There are of course other mechanisms to track individuals, including through CCTV and Automated Number Plate Recognition (ANPR), which – while they do have the accuracy of, say, GPS tracking and are not reliant upon interconnection with mobile devices – also raise concerns. Arguably, many of the guidelines’ recommendations should also apply to these technologies when they are used to geo-locate people. [To note, while not considered here, provisions set out in the E-Privacy Directive may also apply to those who process geolocation data. In particular, Article 9 of that Directive sets out specific types of notice to be given to, and consent obtained, in advance of the processing of location data – i.e. “any data processed in an electronic communications network, indicating the geographic position of the terminal equipment of a user of a publicly available electronic communications service” (Article 2). In practice, these obligations apply to the processing of base-station data by telecom operators, whereas it is extrapolated that location data (Recital 14) “may refer to the latitude, longitude and altitude of the user’s terminal equipment, to the direction of travel, to the level of accuracy of the location information, to the identification of the network cell in which the terminal equipment is located at a certain point in time and to the time the location information was recorded”. Such data can only be used for value-added services (commonly known as location based services) with the aforementioned consent, unless the user cannot be identified from such data.].
Finally, of course, consent is not the only legal basis that can be relied upon under EU data protection law for processing personally identifiable location data (see my post here).

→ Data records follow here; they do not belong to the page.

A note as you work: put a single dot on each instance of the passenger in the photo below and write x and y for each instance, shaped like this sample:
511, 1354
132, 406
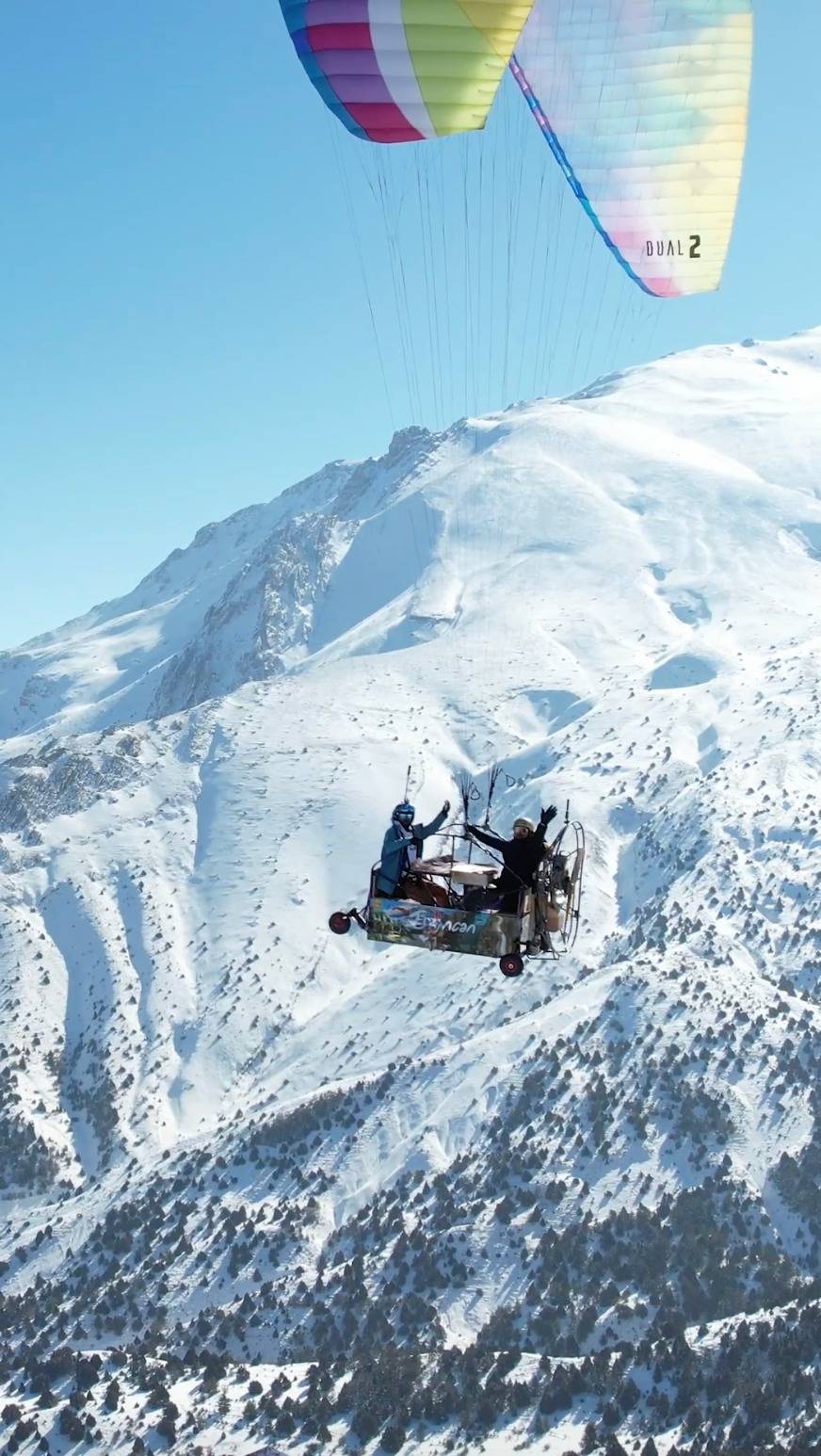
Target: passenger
400, 848
520, 855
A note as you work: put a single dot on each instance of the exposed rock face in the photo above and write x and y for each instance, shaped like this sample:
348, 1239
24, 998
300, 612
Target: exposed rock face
264, 1189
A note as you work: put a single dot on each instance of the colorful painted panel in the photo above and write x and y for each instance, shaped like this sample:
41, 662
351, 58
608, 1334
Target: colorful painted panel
429, 928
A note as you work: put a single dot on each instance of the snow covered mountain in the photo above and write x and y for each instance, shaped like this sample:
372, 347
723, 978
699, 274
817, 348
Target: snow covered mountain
293, 1189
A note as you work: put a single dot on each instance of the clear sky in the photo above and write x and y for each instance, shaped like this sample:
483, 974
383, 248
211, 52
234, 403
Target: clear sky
195, 268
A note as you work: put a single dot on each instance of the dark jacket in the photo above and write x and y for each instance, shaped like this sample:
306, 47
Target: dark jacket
394, 850
520, 856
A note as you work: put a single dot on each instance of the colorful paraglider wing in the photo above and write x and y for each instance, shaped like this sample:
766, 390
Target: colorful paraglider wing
404, 70
644, 104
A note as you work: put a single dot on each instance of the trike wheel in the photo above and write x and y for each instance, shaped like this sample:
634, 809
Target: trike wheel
511, 965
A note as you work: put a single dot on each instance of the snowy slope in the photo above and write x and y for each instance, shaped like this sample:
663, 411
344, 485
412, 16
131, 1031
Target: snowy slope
618, 596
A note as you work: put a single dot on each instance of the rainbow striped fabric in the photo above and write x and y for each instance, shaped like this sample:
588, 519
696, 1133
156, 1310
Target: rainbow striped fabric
644, 104
407, 70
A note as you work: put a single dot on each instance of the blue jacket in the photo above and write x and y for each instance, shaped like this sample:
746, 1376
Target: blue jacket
394, 850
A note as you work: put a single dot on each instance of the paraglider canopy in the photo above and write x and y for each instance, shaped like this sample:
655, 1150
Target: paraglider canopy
642, 102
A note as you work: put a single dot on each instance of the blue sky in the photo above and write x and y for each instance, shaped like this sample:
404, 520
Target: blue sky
189, 314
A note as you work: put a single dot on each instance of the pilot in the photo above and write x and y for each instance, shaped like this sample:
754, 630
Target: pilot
400, 848
520, 855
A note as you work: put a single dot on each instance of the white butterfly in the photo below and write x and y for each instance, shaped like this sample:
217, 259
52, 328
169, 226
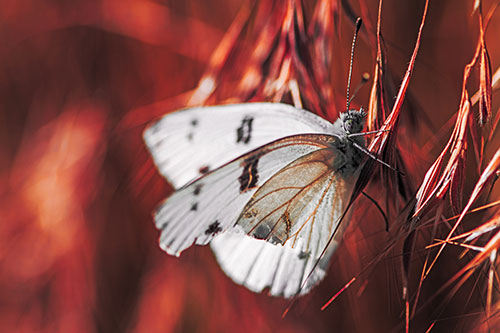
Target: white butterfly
265, 184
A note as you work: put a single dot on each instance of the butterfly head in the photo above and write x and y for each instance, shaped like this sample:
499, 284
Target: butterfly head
352, 121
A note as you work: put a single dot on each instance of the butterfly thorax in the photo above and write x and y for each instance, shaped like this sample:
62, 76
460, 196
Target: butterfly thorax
350, 122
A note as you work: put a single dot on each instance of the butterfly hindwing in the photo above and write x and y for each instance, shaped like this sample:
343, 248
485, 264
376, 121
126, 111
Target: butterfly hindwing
212, 204
191, 142
294, 213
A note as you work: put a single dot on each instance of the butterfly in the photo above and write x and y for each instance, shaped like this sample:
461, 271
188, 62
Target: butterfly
265, 184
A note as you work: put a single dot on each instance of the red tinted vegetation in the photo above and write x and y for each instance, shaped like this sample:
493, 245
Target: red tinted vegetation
79, 81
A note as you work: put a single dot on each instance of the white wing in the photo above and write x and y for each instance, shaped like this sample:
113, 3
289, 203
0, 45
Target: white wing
294, 213
257, 264
188, 143
213, 203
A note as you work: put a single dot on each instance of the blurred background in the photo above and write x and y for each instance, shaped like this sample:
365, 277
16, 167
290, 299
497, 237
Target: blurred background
79, 81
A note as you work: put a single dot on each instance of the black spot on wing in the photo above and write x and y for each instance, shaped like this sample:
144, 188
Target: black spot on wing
250, 175
213, 229
244, 132
262, 231
204, 169
197, 189
304, 255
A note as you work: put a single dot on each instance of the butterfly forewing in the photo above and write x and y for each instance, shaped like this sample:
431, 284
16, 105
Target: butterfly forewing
213, 203
189, 143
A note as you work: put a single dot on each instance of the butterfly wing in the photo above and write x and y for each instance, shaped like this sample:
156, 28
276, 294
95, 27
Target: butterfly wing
291, 218
213, 203
188, 143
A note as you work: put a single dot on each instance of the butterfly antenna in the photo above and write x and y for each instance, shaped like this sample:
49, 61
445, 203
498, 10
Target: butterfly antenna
358, 26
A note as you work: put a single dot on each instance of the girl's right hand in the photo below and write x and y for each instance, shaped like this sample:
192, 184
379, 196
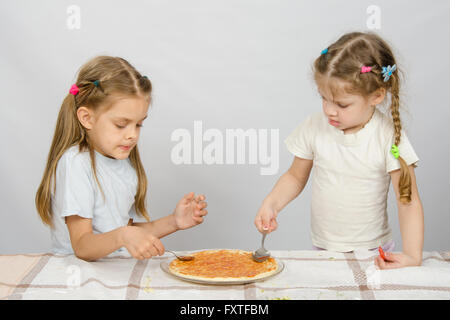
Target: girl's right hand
266, 219
140, 243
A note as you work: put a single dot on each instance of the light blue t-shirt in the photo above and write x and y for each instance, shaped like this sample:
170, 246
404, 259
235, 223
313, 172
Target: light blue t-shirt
77, 193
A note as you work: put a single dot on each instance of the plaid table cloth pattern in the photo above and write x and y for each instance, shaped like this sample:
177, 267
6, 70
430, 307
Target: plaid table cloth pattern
311, 275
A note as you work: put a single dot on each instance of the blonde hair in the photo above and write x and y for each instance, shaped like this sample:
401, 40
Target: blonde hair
344, 59
99, 80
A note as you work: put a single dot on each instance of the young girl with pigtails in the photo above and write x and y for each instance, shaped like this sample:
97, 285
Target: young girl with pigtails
94, 184
355, 150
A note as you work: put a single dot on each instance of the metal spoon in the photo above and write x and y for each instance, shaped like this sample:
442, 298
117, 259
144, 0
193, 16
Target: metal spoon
261, 254
182, 258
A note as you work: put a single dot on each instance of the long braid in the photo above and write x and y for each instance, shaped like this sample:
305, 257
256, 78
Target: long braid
404, 184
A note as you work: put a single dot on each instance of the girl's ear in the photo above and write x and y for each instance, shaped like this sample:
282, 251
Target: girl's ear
86, 117
377, 97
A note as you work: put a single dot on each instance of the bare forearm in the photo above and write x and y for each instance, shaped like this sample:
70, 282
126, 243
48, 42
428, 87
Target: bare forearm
287, 188
161, 227
412, 228
91, 246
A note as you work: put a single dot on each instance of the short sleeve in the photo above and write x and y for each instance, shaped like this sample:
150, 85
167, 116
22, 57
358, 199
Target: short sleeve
74, 193
406, 151
299, 141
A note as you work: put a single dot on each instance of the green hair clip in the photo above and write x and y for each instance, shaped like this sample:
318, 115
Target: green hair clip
394, 151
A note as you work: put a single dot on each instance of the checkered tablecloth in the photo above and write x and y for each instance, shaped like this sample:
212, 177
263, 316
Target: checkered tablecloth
311, 275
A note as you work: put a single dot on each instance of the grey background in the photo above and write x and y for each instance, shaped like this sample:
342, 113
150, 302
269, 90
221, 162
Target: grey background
231, 64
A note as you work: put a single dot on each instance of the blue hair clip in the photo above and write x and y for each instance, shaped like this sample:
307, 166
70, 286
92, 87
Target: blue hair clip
387, 72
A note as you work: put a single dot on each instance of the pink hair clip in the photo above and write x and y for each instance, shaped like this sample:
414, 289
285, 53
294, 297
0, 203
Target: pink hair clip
74, 90
365, 69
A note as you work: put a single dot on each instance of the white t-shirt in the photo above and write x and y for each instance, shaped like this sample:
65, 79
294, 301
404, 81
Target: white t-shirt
77, 193
350, 180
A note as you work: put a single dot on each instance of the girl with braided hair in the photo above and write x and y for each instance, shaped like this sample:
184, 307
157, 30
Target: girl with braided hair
356, 150
94, 185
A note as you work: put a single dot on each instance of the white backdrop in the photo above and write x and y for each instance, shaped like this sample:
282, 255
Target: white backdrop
229, 65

For example, with regard to the mapping of Wi-Fi access points, the WP acknowledges that companies can have a legitimate interest in the necessary collection and processing of data relating to Wi-Fi access points for the specific purpose of offering geo-location services. However, it warns that the balance of interests between the rights of the controller and the rights of the data subjects requires that the controller offers the right to easily and permanently opt out from the database, without demanding additional personal data. In other words, in cases where the necessity can be adequately justified, the controller must always seek the least intrusive means. Similar considerations apply where employers sets up systems to continuously monitor employees – after all, the purpose of such monitoring is to not to track or monitor the whereabouts of employees unless this corresponds to a specific need n the part of the company which is connected to its activity. And it goes without staying that there should always be an ‘OFF’ button!